Exhausted by her emotional stress Layla is dying, telling her mother the secret of her everlasting love for Qays called Majnun. Parallel to her fever phantasies Orfeo and Eurydice are on their way up from the realm of death. As Eurydice does not answer his increasingly urgent questions he can not bear the uncertainty of her presence any more and suddenly turns to look at her. Immediately Eurydice tumbles down and vanishes, while Layla is dying in the arms of her mother.
In the utmost isolation of their mourning Majnun and Orfeo express their grief, suffering and loneliness.
At this darkest moment the Narrator takes over again, while the animals and the choir gather around the two devastated lovers and poets. The Narrator tells how Orfeo, though surrounded by the friendly beasts, was ripped apart in ecstasy by the worshippers of the God Dionysos. Orfeo and Majnun themselves, joined by Eurydice and Layla, finish their stories: Majnun died at Layla’s tomb and was then buried together with her, united in death and in paradise, while Orfeo, against all odds, was given Eurydice back again by the god of love.
Orfeo’s lyre, according to the myth, was turned into a stellar constellation, and the craters of the recently discovered asteroid Eros are named after the starcrossed lovers.

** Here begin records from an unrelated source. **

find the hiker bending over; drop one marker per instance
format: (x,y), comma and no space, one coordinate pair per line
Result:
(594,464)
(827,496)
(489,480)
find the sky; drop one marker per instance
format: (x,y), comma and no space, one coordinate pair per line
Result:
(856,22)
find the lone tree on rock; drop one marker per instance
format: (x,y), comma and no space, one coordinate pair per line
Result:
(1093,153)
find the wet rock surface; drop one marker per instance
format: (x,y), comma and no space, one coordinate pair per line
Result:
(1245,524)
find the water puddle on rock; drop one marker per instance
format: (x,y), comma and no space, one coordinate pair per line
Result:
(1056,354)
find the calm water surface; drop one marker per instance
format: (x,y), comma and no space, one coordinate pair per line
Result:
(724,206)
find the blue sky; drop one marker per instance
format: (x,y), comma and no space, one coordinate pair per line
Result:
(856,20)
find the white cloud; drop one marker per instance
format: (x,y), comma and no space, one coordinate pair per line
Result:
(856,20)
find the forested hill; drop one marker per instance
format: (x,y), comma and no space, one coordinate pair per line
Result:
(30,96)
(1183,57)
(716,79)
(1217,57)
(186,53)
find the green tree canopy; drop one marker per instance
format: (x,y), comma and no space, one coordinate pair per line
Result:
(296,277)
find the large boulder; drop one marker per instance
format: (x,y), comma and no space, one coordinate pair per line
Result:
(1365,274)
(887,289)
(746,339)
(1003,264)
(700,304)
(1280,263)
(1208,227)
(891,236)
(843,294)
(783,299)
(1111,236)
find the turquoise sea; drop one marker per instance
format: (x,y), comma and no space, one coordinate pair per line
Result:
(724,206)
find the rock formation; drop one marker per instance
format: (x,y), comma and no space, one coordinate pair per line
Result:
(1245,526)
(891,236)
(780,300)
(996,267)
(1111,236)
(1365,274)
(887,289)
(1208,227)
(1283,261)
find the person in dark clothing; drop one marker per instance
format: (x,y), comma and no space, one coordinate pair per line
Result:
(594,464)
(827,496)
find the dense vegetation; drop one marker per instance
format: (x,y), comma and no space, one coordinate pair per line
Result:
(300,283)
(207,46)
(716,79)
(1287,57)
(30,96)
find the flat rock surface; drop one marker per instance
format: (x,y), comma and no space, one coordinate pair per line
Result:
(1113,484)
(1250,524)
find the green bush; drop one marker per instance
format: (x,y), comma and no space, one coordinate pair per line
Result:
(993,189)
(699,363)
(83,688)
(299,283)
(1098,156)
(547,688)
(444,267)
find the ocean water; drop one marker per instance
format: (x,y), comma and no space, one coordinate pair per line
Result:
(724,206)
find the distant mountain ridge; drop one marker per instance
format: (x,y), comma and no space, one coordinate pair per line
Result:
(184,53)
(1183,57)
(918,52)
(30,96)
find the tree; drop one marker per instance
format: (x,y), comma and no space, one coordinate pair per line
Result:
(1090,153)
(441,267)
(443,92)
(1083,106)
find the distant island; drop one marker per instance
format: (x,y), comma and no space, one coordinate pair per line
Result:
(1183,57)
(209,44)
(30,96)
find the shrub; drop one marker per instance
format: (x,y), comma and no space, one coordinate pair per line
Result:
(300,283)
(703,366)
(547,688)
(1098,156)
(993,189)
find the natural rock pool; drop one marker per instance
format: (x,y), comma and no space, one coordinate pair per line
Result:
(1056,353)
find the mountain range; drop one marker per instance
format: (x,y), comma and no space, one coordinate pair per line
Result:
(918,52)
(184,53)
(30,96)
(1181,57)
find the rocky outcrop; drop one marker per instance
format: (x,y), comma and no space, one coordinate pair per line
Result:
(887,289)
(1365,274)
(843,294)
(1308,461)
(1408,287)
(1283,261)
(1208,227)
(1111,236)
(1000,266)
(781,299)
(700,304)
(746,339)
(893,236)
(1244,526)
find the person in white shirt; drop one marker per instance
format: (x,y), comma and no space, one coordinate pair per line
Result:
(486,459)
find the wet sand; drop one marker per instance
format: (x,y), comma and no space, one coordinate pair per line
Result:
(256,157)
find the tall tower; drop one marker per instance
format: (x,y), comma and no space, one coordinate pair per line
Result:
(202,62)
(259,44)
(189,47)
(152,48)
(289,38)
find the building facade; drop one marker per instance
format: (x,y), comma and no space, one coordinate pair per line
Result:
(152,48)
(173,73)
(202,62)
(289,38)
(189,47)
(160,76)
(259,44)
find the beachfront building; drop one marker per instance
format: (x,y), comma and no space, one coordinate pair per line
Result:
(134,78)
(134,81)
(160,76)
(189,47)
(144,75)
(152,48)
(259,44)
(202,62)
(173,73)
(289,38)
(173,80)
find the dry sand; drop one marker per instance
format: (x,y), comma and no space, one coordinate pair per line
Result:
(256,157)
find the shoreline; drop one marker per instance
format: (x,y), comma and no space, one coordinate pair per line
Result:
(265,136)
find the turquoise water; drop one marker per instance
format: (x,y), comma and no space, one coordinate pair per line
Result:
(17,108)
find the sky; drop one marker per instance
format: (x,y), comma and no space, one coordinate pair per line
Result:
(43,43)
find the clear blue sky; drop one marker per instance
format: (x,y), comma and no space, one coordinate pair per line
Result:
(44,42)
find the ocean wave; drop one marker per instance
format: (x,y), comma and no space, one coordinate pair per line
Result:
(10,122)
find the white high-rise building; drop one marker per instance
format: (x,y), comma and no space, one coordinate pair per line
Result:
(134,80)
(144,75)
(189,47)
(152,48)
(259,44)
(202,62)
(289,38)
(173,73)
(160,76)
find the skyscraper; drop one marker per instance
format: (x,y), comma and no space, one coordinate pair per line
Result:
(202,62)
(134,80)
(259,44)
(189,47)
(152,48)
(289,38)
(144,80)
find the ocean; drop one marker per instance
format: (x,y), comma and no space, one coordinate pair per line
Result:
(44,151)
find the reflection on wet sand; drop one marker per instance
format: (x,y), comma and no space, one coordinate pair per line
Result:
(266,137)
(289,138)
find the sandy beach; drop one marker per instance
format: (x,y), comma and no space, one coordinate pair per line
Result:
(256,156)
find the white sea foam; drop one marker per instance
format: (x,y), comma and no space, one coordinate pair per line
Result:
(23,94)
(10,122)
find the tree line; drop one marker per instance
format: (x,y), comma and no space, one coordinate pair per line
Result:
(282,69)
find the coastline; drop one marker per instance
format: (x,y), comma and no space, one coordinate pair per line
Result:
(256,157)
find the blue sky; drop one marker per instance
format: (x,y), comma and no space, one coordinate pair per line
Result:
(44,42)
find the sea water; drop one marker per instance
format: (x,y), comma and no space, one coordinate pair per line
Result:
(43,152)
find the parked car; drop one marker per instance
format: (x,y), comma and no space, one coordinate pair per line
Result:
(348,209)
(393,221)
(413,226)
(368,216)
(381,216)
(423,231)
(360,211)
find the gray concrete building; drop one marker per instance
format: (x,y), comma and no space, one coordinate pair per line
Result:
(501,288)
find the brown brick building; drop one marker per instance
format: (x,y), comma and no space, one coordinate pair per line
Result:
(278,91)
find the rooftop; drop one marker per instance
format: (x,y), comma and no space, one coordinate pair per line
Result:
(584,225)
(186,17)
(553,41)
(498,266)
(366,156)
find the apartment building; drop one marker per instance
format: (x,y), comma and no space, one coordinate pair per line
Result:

While the choir and the singers praise the power of love, the question remains, why this love in stories and reality often is hindered by obstacles rather than find fulfillment. Inmidst the hymn of love the narrator is calling for a change of our minds for the sake of love.
Synopsis written by Martina Winkel
4 things to know about Orfeo & Majnun
1° About the project
The opera Orfeo & Majnun emerges out of a community project led by La Monnaie and the Festival d’Aix-en-Provence. The two stories at its hear - Orfeo and Eurydice and Leïla and Majnoun - emerged from different cultures, varied musical styles and languages.
Orpheus and Eurydice are mythological characters from Ovid’s Metamorphoses. The Leïla and Majnoun legend was written by the Persian poet Nizami in 1188.
The opera is multilingual: Orpheus and Eurydice sing in English, Layla and Majnun in Arabic, and a female narrator tells the story in French.
Two directors work on this project, Airan Berg and Martina Winkel. Three composers, each of whom specialized in a different kind of music, worked together on the score, which can be described as a fusion of Western and Middle Eastern styles of music and singing : British composer Howard Moody, French-Palestinian composer and singer, oud-player Moneim Adwan and Dutch composer Dick van der Harst. Roger Titley is responsible for the creation and manipulation of the imposing animal puppets.